A couple days before Christmas, I rode with my mom out to the cemetery to put red and white flowers on her Daddy’s grave. My grandfather died in the summer of 2015, so it had been a year an a half since I visited Pleasant Hill Cemetery. I had not seen the completed headstone, nor taken any time to wander around after his burial. Mostly, I just didn’t want my mom to have to go alone.
I do not make a habit of visiting relatives’ graves. I suppose I do it somewhat more than the average American but somewhat less than most other members of my family. I was struck by a passage in J.D. Vance’s A Hillbilly Elegy in which his grandmother explained why they pulled their car over to the side of the road as a funeral procession passed: “We are hillbillies. We honor our dead.”
We are not hillbillies. But we do honor our dead.
I don’t think it’s a stretch to say that some of my ancestors fit the definition of hillbillies, especially the ones buried in Pleasant Hill Cemetery. In our community, the Lupfers were town people and the Lambs were country people. In a recent column about the 500th year of the Protestant Reformation, I wrote that my family embodied most WASP stereotypes. I was thinking of the upscale ones, but I also have gun-toting, hot tempered Scots-Irish blood in my veins.
As my mother paid respect to her aunts and uncles, I wandered around the grounds. One relative installed a bench to sit on when she visits the cemetery. My mom’s high school friend evidently visits his parents’ graves often, as the St. Augustine over their plot is a lush, well-watered patch of green surrounded by an ocean of dull-colored native grass struggling to push through the sand.
The numerous flags on veterans’ graves made me recall with pride the three-volley salute a local Honor Guard performed at my grandfather’s funeral in the sweltering midday heat last July. I also noticed a few C.S.A. markers and fragments of sun-faded Confederate battle flags. For a long time, a local Sons of Confederate Veterans group steadfastly maintained gravesites and placed Southern Cross markers, which are available from the Department of Veterans Affairs. Maybe they still do. I thought of the recent debates over the display of Confederate symbols, in which my view was basically that celebrating the Confederacy is not good, but erasing it is impossible and unnecessary.

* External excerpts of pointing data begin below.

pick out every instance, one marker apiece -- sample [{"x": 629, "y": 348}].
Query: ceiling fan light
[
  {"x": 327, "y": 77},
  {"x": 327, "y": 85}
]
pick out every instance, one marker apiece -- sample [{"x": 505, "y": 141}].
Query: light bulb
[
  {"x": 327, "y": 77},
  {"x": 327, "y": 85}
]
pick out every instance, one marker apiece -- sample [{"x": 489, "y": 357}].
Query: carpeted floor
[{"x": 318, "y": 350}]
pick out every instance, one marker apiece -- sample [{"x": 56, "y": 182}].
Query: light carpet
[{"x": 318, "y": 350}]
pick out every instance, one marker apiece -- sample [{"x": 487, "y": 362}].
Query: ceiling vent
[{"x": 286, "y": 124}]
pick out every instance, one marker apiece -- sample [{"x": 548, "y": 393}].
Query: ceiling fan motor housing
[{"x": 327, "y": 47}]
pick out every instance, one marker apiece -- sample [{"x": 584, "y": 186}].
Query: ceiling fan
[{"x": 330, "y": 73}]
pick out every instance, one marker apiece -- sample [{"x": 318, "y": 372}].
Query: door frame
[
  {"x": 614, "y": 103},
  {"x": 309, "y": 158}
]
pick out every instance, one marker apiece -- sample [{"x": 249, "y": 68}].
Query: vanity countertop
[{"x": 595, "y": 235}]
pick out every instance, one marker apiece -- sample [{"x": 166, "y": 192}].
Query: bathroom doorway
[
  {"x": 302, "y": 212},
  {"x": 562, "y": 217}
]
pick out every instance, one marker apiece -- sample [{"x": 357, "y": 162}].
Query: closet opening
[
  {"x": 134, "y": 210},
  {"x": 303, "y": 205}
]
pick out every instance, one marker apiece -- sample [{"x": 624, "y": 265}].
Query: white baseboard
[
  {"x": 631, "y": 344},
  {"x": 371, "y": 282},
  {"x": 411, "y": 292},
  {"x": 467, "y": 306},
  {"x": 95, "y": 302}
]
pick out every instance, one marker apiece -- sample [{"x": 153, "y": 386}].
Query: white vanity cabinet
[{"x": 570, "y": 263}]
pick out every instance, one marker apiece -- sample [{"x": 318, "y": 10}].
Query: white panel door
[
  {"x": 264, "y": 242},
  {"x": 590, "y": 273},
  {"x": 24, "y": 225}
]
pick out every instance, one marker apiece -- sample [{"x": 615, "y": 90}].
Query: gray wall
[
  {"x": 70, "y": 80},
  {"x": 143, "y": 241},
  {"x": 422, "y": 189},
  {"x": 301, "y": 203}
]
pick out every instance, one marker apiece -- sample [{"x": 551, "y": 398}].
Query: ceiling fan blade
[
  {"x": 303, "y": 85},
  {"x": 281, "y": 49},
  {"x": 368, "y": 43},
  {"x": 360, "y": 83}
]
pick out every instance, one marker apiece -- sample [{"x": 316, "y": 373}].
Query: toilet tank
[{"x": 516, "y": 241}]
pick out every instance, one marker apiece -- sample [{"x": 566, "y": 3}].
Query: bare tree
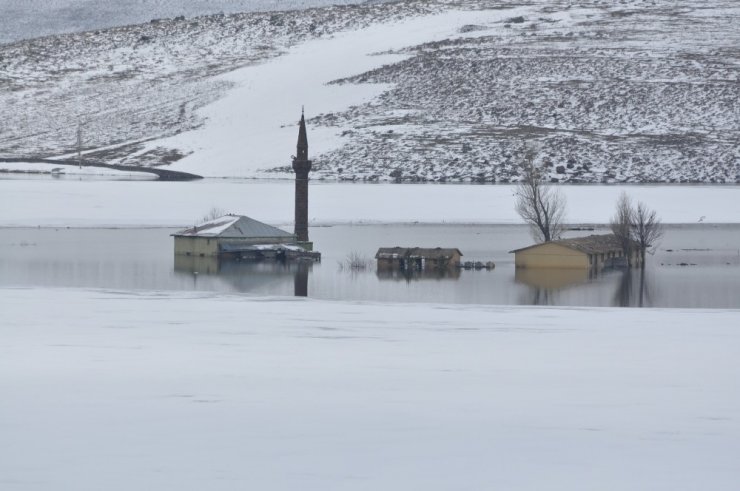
[
  {"x": 647, "y": 230},
  {"x": 621, "y": 226},
  {"x": 540, "y": 204}
]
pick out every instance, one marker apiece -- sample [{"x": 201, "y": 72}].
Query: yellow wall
[
  {"x": 551, "y": 256},
  {"x": 196, "y": 246}
]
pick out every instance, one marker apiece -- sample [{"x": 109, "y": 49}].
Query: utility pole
[{"x": 79, "y": 145}]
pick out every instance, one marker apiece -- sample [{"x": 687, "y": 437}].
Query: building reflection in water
[
  {"x": 395, "y": 274},
  {"x": 544, "y": 284},
  {"x": 245, "y": 276}
]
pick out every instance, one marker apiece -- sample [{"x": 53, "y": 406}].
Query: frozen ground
[
  {"x": 35, "y": 18},
  {"x": 609, "y": 92},
  {"x": 68, "y": 202},
  {"x": 119, "y": 390}
]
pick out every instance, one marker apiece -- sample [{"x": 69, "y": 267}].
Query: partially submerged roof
[
  {"x": 592, "y": 244},
  {"x": 233, "y": 226},
  {"x": 416, "y": 252}
]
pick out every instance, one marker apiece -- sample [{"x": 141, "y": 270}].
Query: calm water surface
[{"x": 695, "y": 266}]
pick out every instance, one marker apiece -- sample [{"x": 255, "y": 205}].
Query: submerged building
[
  {"x": 239, "y": 237},
  {"x": 417, "y": 258},
  {"x": 591, "y": 252},
  {"x": 242, "y": 237}
]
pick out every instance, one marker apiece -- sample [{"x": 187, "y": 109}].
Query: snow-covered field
[
  {"x": 116, "y": 390},
  {"x": 609, "y": 92},
  {"x": 67, "y": 202},
  {"x": 35, "y": 18}
]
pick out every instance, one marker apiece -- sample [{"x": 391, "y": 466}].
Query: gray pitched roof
[
  {"x": 234, "y": 226},
  {"x": 592, "y": 244}
]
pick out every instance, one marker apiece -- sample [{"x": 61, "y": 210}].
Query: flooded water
[{"x": 695, "y": 266}]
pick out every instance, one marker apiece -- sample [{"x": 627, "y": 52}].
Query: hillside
[{"x": 642, "y": 93}]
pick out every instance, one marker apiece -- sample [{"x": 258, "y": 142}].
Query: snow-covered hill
[{"x": 646, "y": 91}]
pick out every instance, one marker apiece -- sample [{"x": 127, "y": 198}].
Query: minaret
[{"x": 302, "y": 166}]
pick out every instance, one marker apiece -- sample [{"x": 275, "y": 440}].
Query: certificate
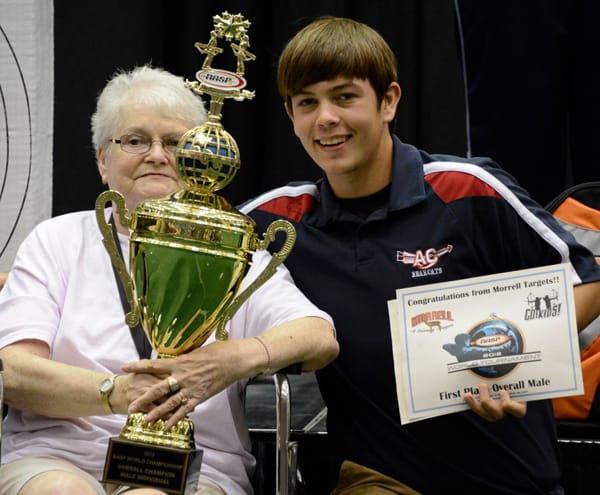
[{"x": 515, "y": 331}]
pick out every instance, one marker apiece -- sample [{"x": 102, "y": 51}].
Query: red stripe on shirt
[
  {"x": 450, "y": 186},
  {"x": 291, "y": 207}
]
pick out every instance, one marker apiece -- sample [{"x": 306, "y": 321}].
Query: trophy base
[{"x": 139, "y": 464}]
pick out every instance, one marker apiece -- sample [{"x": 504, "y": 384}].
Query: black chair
[{"x": 289, "y": 438}]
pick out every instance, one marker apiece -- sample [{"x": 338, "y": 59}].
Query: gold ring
[{"x": 173, "y": 384}]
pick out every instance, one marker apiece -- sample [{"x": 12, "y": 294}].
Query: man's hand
[{"x": 492, "y": 409}]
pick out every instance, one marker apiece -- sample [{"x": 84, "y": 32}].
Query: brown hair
[{"x": 331, "y": 47}]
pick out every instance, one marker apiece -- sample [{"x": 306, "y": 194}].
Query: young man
[{"x": 379, "y": 197}]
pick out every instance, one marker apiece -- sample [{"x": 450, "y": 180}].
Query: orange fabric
[
  {"x": 585, "y": 216},
  {"x": 578, "y": 406}
]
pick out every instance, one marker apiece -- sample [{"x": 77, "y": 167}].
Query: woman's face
[{"x": 148, "y": 175}]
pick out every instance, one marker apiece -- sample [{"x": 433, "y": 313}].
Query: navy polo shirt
[{"x": 447, "y": 218}]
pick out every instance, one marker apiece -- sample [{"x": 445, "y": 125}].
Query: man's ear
[
  {"x": 289, "y": 110},
  {"x": 390, "y": 101}
]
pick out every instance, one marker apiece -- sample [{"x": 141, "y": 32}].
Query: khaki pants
[{"x": 355, "y": 479}]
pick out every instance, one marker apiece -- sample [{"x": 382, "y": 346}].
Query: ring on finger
[{"x": 173, "y": 384}]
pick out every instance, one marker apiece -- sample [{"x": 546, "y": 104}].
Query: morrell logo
[{"x": 221, "y": 79}]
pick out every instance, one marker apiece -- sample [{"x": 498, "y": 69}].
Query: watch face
[{"x": 106, "y": 385}]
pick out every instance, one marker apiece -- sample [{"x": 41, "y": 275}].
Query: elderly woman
[{"x": 63, "y": 338}]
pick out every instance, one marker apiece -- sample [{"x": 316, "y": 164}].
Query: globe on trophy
[{"x": 188, "y": 255}]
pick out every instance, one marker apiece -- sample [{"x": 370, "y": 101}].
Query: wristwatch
[{"x": 106, "y": 387}]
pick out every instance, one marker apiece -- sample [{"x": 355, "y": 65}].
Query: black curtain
[{"x": 93, "y": 39}]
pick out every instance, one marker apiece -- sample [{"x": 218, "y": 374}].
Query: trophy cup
[{"x": 188, "y": 253}]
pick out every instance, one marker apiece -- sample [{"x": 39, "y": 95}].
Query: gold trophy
[{"x": 189, "y": 253}]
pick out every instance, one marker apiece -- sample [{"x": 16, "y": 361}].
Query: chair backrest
[{"x": 577, "y": 209}]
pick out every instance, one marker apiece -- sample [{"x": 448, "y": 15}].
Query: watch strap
[{"x": 105, "y": 394}]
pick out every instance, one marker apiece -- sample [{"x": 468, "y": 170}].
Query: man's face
[{"x": 345, "y": 131}]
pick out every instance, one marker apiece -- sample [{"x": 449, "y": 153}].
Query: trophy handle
[
  {"x": 110, "y": 243},
  {"x": 276, "y": 260}
]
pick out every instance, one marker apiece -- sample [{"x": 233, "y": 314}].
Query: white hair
[{"x": 150, "y": 87}]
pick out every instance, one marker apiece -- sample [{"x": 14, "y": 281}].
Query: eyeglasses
[{"x": 133, "y": 143}]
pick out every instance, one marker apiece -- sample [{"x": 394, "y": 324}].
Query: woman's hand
[{"x": 186, "y": 380}]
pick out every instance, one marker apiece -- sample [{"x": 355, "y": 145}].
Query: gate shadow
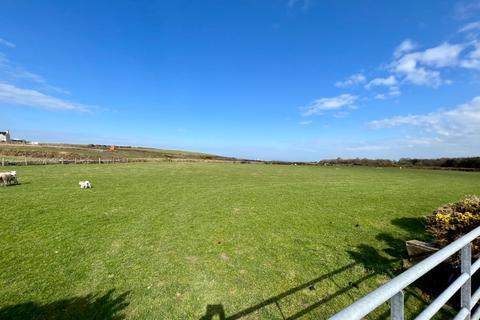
[
  {"x": 91, "y": 306},
  {"x": 217, "y": 311},
  {"x": 372, "y": 259}
]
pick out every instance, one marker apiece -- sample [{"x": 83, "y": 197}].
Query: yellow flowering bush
[{"x": 450, "y": 222}]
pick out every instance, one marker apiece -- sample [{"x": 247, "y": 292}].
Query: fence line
[
  {"x": 48, "y": 161},
  {"x": 393, "y": 290}
]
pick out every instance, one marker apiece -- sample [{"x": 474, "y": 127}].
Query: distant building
[{"x": 5, "y": 137}]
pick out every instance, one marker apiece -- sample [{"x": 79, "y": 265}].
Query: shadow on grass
[
  {"x": 376, "y": 262},
  {"x": 90, "y": 306},
  {"x": 216, "y": 311}
]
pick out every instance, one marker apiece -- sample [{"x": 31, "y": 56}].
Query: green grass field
[{"x": 209, "y": 241}]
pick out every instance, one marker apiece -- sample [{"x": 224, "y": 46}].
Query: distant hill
[{"x": 93, "y": 152}]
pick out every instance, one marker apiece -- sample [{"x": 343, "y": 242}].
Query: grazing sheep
[
  {"x": 85, "y": 184},
  {"x": 14, "y": 176},
  {"x": 6, "y": 178}
]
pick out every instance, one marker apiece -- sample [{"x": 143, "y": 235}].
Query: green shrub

I was surprised to see the University of Florida’s gator mascot inscribed on so many gravestones. I can’t imagine that mere football fandom would merit these little monuments, but it would also surprise me if all those deceased are UF graduates. Still, most of the graves dated from a time when the University of Florida in Gainesville was the only public university. I believe Florida State in Tallahassee was a women’s college through World War II. Perhaps many of the sons of these pioneer families studied at UF.
In terms of diversity, I suspect there isn’t much. There are no Jews buried in Pleasant Hill Cemetery, and I would be surprised if there are any Roman Catholics. There is not a crucifix or saint to be found. Other than crosses, the religious symbols were mostly praying hands, Bibles, scriptural citations, and quotes or allusions to gospel hymns.
Pleasant Hill Cemetery was surrounded by miles of prairie as recently as 15 years ago. Today, it is boxed in by housing developments and shopping centers. I wonder if the balance of the plots will be used by the old families’ sons and daughters, or whether newcomers, mostly Hispanic, will one day lay to rest there. Up the county road and down the main highway, I noticed a new site, the Muslim Cemetery of Central Florida, something the people buried in Pleasant Hill never could have imagined.
The Old South has passed away, mostly for the better I suppose. Soon, cemeteries like this may be the only places you can see that it ever existed at all. But I enjoyed spending a few moments on a mild winter afternoon thinking about the departed. I have traced my family’s Union and Patriot ancestry with great pride, but it felt good to acknowledge that these are my people, too. Many had prejudicial attitudes. Some were unenlightened. But I figure that overall, most were no better or worse than I am.
I considered picking up the Rebel flag fragments and throwing them away, thinking I might be doing a favor to residents and visitors alike. But they were torn. And faded. On the ground. In a cemetery. Really, they didn’t seem out of place. Instead, I let the gravestones bear silent witness to the deceased, however imperfect, however virtuous. The South has plenty it should leave behind. But it reminds us to value family, community, religion, and place.
It’s hard to know how to be a good son of the South. But for one day, at least, I think I did alright.